Ostatni etap reakcji polega na eliminacji alkoholu i regeneracji katalizatora. Może do tego dojść na kilka sposobów. Może to być stopniowy mechanizm, zaczynający się od eliminacją alkoholu i pośredniej formy Fe-O-Fe, poprzez eliminację wody, a kończący się regeneracją enzymu wskutek redukcji 2e-. Alternatywna droga miałaby polegać na początkowej redukcji jednego z atomów tlenu, z utworzeniem cząsteczki wody, po czym następowałaby eliminacja alkoholu i regeneracja enzymu. Ponadto możliwa jest spontaniczna eliminacja metanolu, pociągająca za sobą redukcję atomu tlenu przez 2e- i regenerację katalizatora.

Rysunek 6. Schemat cyklu działania monooksygenazy metanu. Źródło

Powyżej opisano funkcjonowanie rozpuszczalnej formy MMO, sMMO, wraz z mechanizmem działania jej centrum żelazowego. Jednakże forma cząsteczkowa MMO, pMMO, jest niemniej istotna w metabolizmie metanotrofów i wykazuje wysoką wydajność działania. Podstawową różnicą pomiędzy sMMO i pMMO jest to, że ta druga w centrum aktywnym wykorzystuje miedź (Cu). Cu stanowi nie tylko element enzymu, ale jest również regulatorem jego ekspresji.

Mikroorganizmy metanotroficzne mogą się różnić zdolnością do pobierania miedzi z otoczenia. Efektywność samego pobierania natomiast jest zależna od źródła miedzi. Istotne w tym procesie wydaje się białko mb, metanobaktyna (methanobactin) - mały fluorescencyjny chromopeptyd, wyizolowany jak dotąd (2007) tylko z Methylosinus trichosporium OB3b, ale obserwowany także w innych gatunkach, np. Methylococcus capsulatus. Białko mb miałoby pośredniczyć w przyswajaniu miedzi, jak również promować ekspresję pMMO. W związku z tym, ekspresja pMMO może być uzależniona od szybkości przyswajania miedzi, która z kolei (jak wspomniano) jest zależna od źródła miedzi w otoczeniu bakterii. Ponadto białko mb odgrywa prawdopodobnie rolę w ochronie komórki przed toksycznym działaniem miedzi.
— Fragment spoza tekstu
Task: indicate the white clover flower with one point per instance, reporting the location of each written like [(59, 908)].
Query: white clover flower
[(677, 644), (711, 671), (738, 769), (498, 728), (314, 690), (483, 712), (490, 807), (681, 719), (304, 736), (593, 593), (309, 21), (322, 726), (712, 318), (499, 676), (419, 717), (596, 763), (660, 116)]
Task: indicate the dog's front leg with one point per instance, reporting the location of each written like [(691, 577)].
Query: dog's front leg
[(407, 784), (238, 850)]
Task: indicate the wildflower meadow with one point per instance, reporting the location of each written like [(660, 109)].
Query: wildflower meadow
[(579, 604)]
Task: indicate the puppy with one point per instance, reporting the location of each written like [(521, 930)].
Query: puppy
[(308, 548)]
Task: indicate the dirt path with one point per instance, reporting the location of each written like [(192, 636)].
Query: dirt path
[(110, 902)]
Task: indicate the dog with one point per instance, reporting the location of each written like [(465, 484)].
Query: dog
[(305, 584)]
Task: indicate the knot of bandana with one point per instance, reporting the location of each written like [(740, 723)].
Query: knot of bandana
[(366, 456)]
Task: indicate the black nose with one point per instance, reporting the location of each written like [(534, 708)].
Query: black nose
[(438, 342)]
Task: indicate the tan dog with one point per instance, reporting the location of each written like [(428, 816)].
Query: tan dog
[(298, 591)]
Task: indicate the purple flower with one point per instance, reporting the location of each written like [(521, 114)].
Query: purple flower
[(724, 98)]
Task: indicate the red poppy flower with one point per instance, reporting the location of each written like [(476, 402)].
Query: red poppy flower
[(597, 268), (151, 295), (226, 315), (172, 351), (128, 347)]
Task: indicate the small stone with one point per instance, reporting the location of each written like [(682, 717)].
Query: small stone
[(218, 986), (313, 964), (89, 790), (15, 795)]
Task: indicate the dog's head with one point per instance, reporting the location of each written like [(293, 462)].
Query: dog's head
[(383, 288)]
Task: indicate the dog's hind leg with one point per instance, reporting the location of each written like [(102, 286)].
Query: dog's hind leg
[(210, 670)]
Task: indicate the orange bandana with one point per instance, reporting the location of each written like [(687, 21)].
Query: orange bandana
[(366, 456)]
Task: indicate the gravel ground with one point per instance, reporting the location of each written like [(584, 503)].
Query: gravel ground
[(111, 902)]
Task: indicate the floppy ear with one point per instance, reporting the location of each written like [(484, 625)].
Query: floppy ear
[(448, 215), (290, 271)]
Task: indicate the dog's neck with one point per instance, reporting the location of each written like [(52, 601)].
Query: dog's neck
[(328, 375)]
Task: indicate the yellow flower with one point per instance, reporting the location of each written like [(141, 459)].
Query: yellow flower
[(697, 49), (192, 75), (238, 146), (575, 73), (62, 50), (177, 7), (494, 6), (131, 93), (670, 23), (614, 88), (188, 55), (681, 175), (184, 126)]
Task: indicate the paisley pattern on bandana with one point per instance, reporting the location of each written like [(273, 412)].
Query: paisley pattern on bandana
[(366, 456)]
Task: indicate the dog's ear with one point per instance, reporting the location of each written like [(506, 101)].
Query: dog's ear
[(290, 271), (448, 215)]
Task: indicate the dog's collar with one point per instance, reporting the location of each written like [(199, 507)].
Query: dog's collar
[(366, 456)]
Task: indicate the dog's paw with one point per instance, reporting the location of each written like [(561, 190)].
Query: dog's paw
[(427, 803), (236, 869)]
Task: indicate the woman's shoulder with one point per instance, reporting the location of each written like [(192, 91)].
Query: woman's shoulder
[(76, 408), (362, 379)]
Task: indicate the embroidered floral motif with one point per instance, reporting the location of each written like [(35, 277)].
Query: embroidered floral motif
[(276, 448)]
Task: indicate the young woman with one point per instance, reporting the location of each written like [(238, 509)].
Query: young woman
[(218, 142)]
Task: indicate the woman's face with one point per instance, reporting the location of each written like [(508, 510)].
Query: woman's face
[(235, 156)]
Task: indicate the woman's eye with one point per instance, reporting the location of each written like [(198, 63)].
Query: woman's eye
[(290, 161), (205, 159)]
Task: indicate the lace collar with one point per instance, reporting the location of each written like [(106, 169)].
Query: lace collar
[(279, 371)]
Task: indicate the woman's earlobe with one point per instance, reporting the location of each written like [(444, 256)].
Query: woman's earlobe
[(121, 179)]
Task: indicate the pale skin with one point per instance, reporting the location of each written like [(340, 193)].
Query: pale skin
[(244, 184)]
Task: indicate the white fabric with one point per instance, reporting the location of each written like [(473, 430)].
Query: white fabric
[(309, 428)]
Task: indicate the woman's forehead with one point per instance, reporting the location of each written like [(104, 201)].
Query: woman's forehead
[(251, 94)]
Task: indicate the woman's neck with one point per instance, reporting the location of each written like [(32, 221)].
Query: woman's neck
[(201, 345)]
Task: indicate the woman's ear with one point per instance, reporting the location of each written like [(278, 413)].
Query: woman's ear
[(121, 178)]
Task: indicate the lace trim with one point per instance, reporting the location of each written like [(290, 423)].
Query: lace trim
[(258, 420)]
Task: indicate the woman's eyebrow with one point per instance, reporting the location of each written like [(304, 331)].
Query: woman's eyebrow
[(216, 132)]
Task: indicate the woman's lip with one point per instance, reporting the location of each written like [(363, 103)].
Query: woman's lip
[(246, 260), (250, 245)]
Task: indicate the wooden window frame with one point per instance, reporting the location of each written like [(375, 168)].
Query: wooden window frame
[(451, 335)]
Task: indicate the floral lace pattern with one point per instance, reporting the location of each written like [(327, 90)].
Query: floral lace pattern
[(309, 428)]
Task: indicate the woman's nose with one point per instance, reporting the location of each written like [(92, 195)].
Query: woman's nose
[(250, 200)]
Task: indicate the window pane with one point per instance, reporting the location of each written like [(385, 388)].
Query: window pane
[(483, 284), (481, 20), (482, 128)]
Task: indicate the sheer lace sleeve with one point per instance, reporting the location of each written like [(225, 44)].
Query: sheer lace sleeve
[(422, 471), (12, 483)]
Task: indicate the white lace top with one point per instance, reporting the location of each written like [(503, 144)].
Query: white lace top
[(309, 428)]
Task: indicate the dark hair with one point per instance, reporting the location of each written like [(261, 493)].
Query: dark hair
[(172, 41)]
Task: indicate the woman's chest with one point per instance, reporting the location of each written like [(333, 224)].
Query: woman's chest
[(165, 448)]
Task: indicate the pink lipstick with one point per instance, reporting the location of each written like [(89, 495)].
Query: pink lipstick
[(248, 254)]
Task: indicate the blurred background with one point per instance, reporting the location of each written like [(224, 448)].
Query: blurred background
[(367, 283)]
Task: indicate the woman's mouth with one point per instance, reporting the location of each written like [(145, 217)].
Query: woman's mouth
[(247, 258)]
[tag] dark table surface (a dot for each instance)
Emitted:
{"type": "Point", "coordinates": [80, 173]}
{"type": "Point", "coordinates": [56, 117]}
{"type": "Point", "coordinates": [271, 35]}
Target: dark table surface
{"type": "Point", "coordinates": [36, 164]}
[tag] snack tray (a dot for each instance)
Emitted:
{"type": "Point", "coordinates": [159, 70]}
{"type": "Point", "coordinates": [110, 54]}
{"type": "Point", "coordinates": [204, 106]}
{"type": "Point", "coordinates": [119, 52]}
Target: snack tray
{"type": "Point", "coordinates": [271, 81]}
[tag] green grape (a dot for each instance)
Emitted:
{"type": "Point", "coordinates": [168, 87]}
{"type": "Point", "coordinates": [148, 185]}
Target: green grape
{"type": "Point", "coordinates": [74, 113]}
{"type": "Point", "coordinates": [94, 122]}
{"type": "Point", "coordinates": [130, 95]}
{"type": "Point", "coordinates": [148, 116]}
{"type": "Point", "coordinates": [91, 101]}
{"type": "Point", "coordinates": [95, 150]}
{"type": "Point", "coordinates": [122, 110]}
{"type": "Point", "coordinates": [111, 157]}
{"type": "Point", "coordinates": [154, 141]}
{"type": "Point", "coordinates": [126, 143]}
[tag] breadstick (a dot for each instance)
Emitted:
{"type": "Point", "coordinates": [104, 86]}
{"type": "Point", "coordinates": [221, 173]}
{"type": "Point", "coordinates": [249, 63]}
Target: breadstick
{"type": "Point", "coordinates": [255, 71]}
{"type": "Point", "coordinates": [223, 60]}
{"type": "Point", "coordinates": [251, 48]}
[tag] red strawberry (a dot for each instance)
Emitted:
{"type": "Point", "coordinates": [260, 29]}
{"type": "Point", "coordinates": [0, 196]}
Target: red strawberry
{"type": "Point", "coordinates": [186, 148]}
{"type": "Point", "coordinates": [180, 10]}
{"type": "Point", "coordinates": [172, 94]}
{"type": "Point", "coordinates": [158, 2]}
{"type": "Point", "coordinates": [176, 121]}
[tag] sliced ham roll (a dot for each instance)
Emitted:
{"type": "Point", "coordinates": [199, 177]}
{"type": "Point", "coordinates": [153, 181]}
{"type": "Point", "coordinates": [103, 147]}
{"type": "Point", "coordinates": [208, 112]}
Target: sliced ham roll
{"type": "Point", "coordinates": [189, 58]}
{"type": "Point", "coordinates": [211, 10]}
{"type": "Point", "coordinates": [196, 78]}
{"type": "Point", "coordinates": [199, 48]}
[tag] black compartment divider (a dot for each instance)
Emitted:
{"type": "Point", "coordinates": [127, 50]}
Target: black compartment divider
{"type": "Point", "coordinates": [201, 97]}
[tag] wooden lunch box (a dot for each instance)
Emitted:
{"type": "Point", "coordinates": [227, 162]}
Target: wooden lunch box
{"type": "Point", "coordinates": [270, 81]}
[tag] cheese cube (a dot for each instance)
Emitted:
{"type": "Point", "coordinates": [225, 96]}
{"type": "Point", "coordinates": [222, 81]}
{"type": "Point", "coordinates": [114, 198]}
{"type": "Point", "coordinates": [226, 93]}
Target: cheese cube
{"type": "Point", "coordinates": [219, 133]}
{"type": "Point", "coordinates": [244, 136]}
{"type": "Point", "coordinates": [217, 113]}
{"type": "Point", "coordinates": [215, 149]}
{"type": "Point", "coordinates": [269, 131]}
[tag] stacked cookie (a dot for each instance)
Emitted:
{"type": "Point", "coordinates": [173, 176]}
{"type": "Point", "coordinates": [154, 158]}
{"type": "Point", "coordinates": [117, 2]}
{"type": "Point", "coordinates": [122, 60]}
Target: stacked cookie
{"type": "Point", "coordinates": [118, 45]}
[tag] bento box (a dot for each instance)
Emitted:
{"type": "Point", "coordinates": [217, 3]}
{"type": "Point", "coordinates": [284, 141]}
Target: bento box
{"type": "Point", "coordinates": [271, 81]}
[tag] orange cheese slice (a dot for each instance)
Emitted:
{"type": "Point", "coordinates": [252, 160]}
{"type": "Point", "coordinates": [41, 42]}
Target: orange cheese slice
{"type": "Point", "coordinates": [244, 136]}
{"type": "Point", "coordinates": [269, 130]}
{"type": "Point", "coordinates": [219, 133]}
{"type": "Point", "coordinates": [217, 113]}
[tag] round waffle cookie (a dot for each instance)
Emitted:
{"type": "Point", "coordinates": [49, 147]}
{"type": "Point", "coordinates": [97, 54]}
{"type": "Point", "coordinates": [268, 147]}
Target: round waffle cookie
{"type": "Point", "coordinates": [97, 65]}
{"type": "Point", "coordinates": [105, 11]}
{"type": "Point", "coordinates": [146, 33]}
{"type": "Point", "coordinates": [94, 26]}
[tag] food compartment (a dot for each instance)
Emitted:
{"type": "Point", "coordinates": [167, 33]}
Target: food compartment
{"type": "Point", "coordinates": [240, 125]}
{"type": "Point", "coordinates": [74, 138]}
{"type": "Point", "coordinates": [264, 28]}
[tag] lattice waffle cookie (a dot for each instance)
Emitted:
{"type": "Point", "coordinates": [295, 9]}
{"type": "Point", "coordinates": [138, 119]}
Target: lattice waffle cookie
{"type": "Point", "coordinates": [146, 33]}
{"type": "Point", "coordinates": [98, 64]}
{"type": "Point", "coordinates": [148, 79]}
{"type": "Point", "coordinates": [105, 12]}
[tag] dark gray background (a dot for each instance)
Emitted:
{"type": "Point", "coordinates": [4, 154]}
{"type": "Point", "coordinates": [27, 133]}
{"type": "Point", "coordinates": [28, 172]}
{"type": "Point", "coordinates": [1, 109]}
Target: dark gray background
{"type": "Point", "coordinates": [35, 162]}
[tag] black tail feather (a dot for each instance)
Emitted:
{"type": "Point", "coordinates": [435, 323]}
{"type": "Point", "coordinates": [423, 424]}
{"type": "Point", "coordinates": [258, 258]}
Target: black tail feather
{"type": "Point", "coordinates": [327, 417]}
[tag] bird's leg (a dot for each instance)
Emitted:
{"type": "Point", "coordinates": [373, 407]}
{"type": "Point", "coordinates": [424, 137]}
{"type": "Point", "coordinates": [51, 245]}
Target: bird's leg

Użycie miedzi w centrum aktywnym jest uzasadnione jej reaktywnością - jako że metan jest substratem silnie zredukowanym, konieczny jest wysoki potencjał redoks, by uległ utlenieniu. Wykorzystanie miedzi pociąga jednak za sobą konieczność wykształcenia systemów zapobiegających jej toksycznemu oddziaływaniu na komórkę. Stąd wyżej opisane białko mb, zdolne do wiązania miedzi, wydaje się idealnym rozwiązaniem, buforując ilość miedzi zarówno w otoczeniu komórki, jak i jej wnętrzu. Jednocześnie selektywne pobieranie Cu zapewnia prawidłowe funkcjonowanie w niszach, bogatych jednocześnie w inne metale, dokładniej tlenki Fe czy Mn, powstające wskutek intensywnych przemian redox w otoczeniu metanotrofów.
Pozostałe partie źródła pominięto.